At the top, I step toward the edge before he tells me to. Hudson comes up beside me.

“Look at you,” he says quietly.

Warmth blooms in my chest.

“Don’t sound too proud,” I say. “I’ll get a big head.”

“I am proud.”

My throat tightens. I blink fast and look across the cove.

“Arms in close,” I say.

“Knees soft,” he adds.

“Look across.”

“Breathe.”

Below us, the water waits. This time, I am still afraid. But fear is not the only thing in me.

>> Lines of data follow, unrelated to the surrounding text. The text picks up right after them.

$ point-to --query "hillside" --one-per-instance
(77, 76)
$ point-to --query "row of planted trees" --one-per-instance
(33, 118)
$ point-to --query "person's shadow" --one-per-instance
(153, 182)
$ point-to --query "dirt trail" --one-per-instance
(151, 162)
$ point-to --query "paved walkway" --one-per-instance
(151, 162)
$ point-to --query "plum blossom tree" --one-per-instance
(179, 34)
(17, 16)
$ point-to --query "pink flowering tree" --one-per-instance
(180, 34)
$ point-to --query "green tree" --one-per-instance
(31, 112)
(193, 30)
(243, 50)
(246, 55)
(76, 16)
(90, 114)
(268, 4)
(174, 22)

There is want too -- for the fall… and the after. Want for whatever version of me stands at the edge and does not step back.

Hudson shifts beside me.

“We go together this time,” he says.

My heart kicks. “Together?”

I look at him. Dark hair. Blue eyes. Young enough to be dangerous. Confident and reliable enough to make danger feel like something I can survive.

“Yes,” I say.

His hand finds mine. We stand there, fingers locked, toes at the edge, the sun rising higher over Cady Springs Lake.

For one second, I think of Harold with a strange, gentle goodbye to the woman who waited beside him for a life that never came. Then Hudson squeezes my hand.

“Ready?”

“Ready,” I whisper.

We jump. This time, I do not close my eyes.